‘68 Simpson grad recalls Vietnam evacuation missions

Photo by Tanner Krueger

by Randy Paulson, Editor-In-Chief

Gerald Berry was just months away from graduating Simpson College when he was drafted in late 1967 to serve in the Vietnam War. 

Seven years later, he would be the last U.S. soldier to fly out of Saigon on a rescue mission to extract the U.S. ambassador and countless Vietnamese nationals fleeing the violence.

The 1968 graduate returned to campus Wednesday evening to recount his experiences as a pilot in Vietnam to an audience of over 200 people in Hubbell Hall.

Berry also briefly explained the origins of the war, going as far back as the French colonization of Vietnam beginning in the 1860s.

Berry said the French retained control of Vietnam throughout World War II and only lost control of the territory in 1954 at the conclusion of the First Indochina War.
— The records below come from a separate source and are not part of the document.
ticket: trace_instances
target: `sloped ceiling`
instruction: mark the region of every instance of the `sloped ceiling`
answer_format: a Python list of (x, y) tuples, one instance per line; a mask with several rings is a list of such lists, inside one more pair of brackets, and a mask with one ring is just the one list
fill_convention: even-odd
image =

The U.S., under President Franklin D. Roosevelt, originally supported Vietnamese independence from France but later supported the French under President Harry S. Truman.

The end of the war resulted in the division of Vietnam into the communist North and the democratic South. As violence between the two sides intensified, the U.S. became involved in the conflict following a confrontation between the North Vietnamese and a U.S. naval ship in the Gulf of Tonkin.

That involvement came despite previous warnings by U.S. military leaders to not become entangled in Vietnam. Berry said that President Johnson was even once quoted as saying, “What the hell is Vietnam worth to me?”

By 1969, the end of the war was nowhere in sight and over half a million American soldiers were deployed in combat. However, it’s also at this time that Berry and three other Simpson graduates joined the war.

“So things are going to get better,” Berry added, earning laughter from the audience.

The other Simpson students who went to Vietnam with Berry were Doug Simmons and Tom Schmidt, who were basketball players, and Steve Boyum, who was a member of Lambda Chi Alpha. Berry himself was Simpson’s football captain and president of the Sigma Alpha Epsilon fraternity.

Berry recalled a flight mission he took part in with Simmons in the fall of 1969 where they had to pick up a five-man reconnaissance team from a valley. During the mission, Simmons was Berry’s attack helicopter support.

Berry went in and retrieved the team with his helicopter but was met with armed resistance when we came down to pick them up. It was at that same moment that Simmons came to fend off the attackers and allow Berry to fly away.

When the two later debriefed, Berry expressed his surprise that Simmons came down through the heavy cloud layer help him. Simmons responded by telling him, “I was not letting you go through there alone.”

“He saved that helicopter and that recon team that day,” Berry added.

A more somber anecdote Berry recounted was when he had to retrieve a wounded-in-action soldier. As he and his team were retreating with the wounded soldier in tow, several of his crew members, including his co-pilot and one of his gunners, received mortal injuries from enemy fire. Berry, meanwhile, said he came out of the incident without a scratch.

“I don’t know why it happens like that,” he said. “I have no clue. But there’s probably not many days that go by in my life that I don’t think about those young Marines that didn’t come home.”

Berry nonetheless continued his service with the war efforts, which culminated in his April 1975 mission Operation Frequent Wind. It was during that mission Berry helped evacuate countless people from the embassy in Saigon, including his main charge, U.S. Ambassador Graham Martin.

The operation was easier said than done, according to Berry.

He made several trips to and from the embassy to pick up evacuees, but each time he landed, the ambassador said he himself wasn’t ready to board Berry’s helicopter.

“The crowds never get any smaller at the embassy,” Berry said, referencing the massive crowds at the embassy made up of people fleeing the war. “The ambassador wants to get as many people out as he possibly can, those Vietnamese that supported us.”

It was later that morning that Berry noticed everything has gone quiet around him and his radio has gone silent. It wasn’t until about 4 a.m. that Berry learned the other members of the evacuation force had shut down to rest, except for him.

Now, Berry was more determined than ever to get the ambassador out. He eventually called his sergeant and told him he wouldn’t leave the embassy’s roof until the ambassador was on board. He had added, in a squeaky voice, that the president ordered the ambassador to leave.

“And two minutes later, he’s on board,” Berry said.

At first, he said he had been frustrated the evacuation took so long but then later thought, “President Ford couldn’t order him out. Kissinger couldn’t order him out. It takes a young Marine from Simpson College.”

His mission finally accomplished, Berry ended what was, and still is, the largest helicopter evacuation in history.